Amanda Pritchard, NHS chief executive, said the changes had the “power to completely transform health and care for people in their local communities” as well as cutting red tape within the NHS and saving taxpayers’ money.

The changes are set to save an estimated £14 million each year by reducing the number of chief executives working in the NHS by almost 170.

New systems are already proving to be an effective tool in tackling the covid backlogs, with eight systems reducing two-year waiters to single figures ahead of the end of July target. Nationally, there are 70% fewer two-year waiters than in January.

 “Integrated care systems have the power to truly transform the way that we care for people up and down the country – not only will the NHS provide care when someone is unwell or has an accident but alongside our local government partners, we must also now play an increasing key role in managing peoples’ health so that we can catch more killer conditions earlier and save lives,” said Amanda Pritchard, NHS chief executive.

 “Local areas are already doing this by going out into communities to spot signs and symptoms earlier in places such as sports clubs and betting shops as well as ensuring people can access community support rather than using 999 or going to A&E.

 “Through these schemes, we are already making a massive difference to peoples’ lives. The NHS will now build on this success and innovation and deliver care for patients that is fit for the future as well as saving taxpayers’ millions of pounds each year.”

Lincolnshire ICS brought together acute, community and mental health teams to reform local stroke services, helping patients with rehabilitation in their own home earlier and using digital solutions. As a result, they have seen the average length of stay for stroke patients in hospital fall from 13 days to just four and a half.

The linking up of systems is also playing a key role in bringing down elective backlogs, with the Croydon Elective Centre seeing around 300 patients every week from across South West London ICS – a 10% increase on pre-pandemic levels.

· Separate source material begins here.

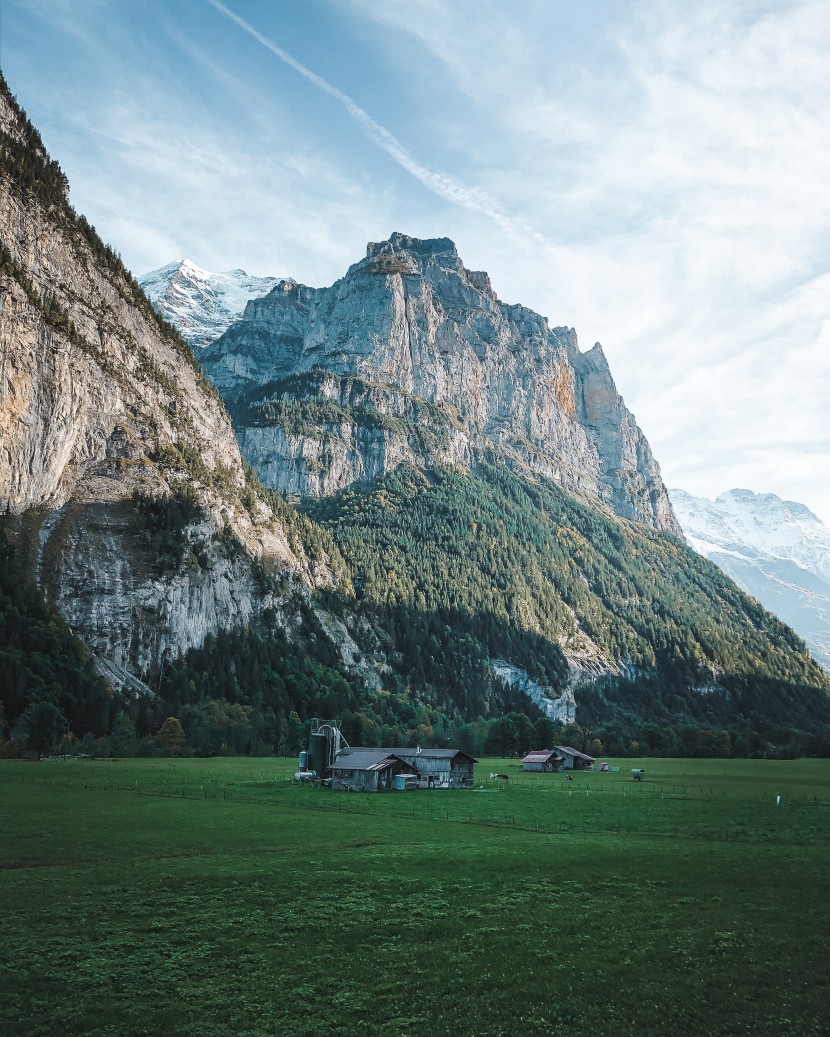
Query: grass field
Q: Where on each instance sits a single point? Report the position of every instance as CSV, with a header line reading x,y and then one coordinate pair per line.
x,y
215,897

The site has seen around 2,000 patients from neighbouring trusts with its own entrance, operating theatres and inpatient wards which were ‘Covid-protected’ during the pandemic to enable it to continue powering though backlogs. 

Today also marks another significant change, as NHS England & NHS Improvement becomes NHS England. The two organisations initially merged in April 2019.

While as part of the vital work to better integrate health and social care, the Health and Care Act also extends hospital discharge rights for patients and carers – including young carers for the first time. The act will ensure hospital trusts involve patients and carers in hospital discharge decisions when further care and support is needed and where appropriate.